Dialogue as a Mindfulness Practice

sometimes mindfulness practice is french fries

Some Days, You Just Need French Fries

About 15 years ago, I was picking up my youngest daughter from the Montessori School; she was three years old.  As she climbed into the back of the car, and I was strapping her into the toddler seat, I could sense that she was upset.  I asked her about her day to which she responded, “Mommy, can we please stop on the way home and get some French fries?”  I asked her if that was something that would help her to feel better and she said, “Yes; because Mommy…some days, you just need French fries.”

Well I couldn’t argue with that!

On the way to the local fast food restaurant, my daughter told me the story of her day – how she was playing in the doll house and some boys came over and kicked her out.  She was deeply saddened by this, because she could not understand why she and these three boys couldn’t just play together.  She felt unacknowledged; she felt alone.

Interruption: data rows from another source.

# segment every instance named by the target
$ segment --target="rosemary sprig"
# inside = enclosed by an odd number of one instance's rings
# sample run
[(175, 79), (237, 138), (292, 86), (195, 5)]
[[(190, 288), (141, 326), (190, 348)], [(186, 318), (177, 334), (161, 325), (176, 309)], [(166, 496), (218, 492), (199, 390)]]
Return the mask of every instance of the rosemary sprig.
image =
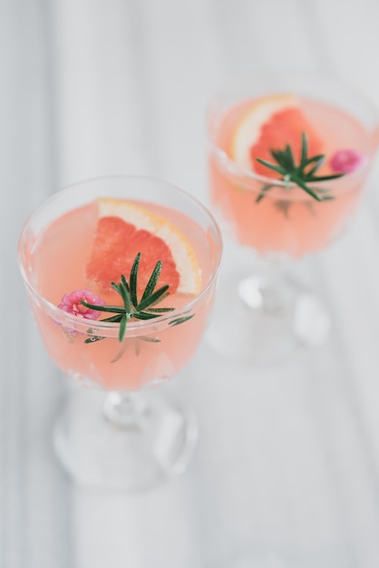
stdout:
[[(306, 132), (301, 135), (301, 153), (300, 163), (296, 165), (294, 158), (292, 148), (289, 144), (286, 144), (284, 150), (270, 150), (270, 153), (277, 163), (271, 163), (261, 158), (256, 158), (257, 162), (270, 168), (277, 173), (282, 175), (282, 179), (287, 185), (292, 181), (304, 190), (308, 195), (313, 197), (316, 201), (326, 201), (333, 200), (332, 195), (320, 195), (307, 184), (312, 181), (326, 181), (327, 180), (335, 180), (341, 178), (345, 173), (333, 173), (330, 175), (317, 176), (317, 170), (323, 165), (326, 156), (325, 154), (317, 154), (308, 157), (308, 143)], [(267, 191), (275, 186), (273, 184), (266, 184), (259, 195), (256, 199), (256, 202), (260, 201), (266, 195)]]
[[(122, 274), (121, 276), (121, 281), (118, 284), (115, 282), (112, 282), (111, 284), (112, 289), (122, 298), (122, 307), (97, 306), (82, 300), (82, 304), (87, 308), (97, 309), (98, 311), (115, 314), (114, 316), (111, 316), (110, 318), (106, 318), (101, 321), (120, 323), (120, 341), (122, 341), (125, 337), (126, 328), (131, 318), (135, 318), (136, 319), (152, 319), (153, 318), (159, 318), (163, 313), (175, 309), (174, 308), (153, 308), (153, 306), (155, 306), (158, 302), (160, 302), (169, 295), (168, 289), (170, 287), (168, 284), (155, 289), (162, 267), (161, 260), (159, 260), (155, 265), (141, 300), (138, 299), (137, 282), (140, 260), (141, 252), (139, 252), (134, 259), (129, 278), (129, 283), (125, 276)], [(98, 336), (95, 337), (94, 340), (97, 340), (97, 338)], [(102, 338), (99, 337), (99, 338)]]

At the same time, with brilliance unlike most adults, in that moment, she knew exactly what she needed to help her to feel better.  And as I write this, I can “hear” it already – the counter points — French fries today…something “worse” tomorrow.
Perhaps it was not the wisest parental choice to purchase French fries for a sad little girl; yet I was coming at this from a different angle.

I say my child was brilliant – not only because I am her mother – but because in her own way, my daughter was mindful of what she needed in that moment without any judgment.  She knew what she needed.  She paid attention to how she was feeling – what was going on inside – mindful that she wanted to feel different.  And a high caloric food such as sliced potatoes drowned in vegetable oil could help.

∞ ∞ ∞

I have a theory about the human condition.  At the end of the day – conscious or not – all any one person wants is to feel acknowledged.  We are innately gregarious with a desire to be part of the tribe.  And when we perceive that we’ve been left out; it hurts.

In this connection, when we do not feel acknowledged, we take action to get attention, regardless of whether those actions are healthy or unhealthy.  We interrupt.  Or shut down.  We befriend a stranger.  Or move away from a relationship.  We revolutionize.  Or start a war.  

And whether you have a feeling of acknowledgment or not; in any given situation, why does anyone do what he or she does?
My hypothesis is that we do what we do for one reason and one reason only — to feel better.  

When you buy a birthday present for someone you love, you feel good.  When you donate a few dollars to the charity of your choice, you feel helpful.  When you complete a tedious project for your boss, you feel skillful.  When you receive a promotion over another, you feel unique.  When you win the football game with one minute to spare, you feel superior.  And when you criticize another, you feel dominant.  

∞ ∞ ∞

Mindfulness Practice is a useful tool to better understand who we are and from where our thoughts and therefore our actions are coming.  John Kabat-Zinn perhaps is the most notorious for introducing the concept of mindfulness into the world.  His definition: “Paying attention in a particular way.  On purpose, in the present moment and non-judgmentally.”  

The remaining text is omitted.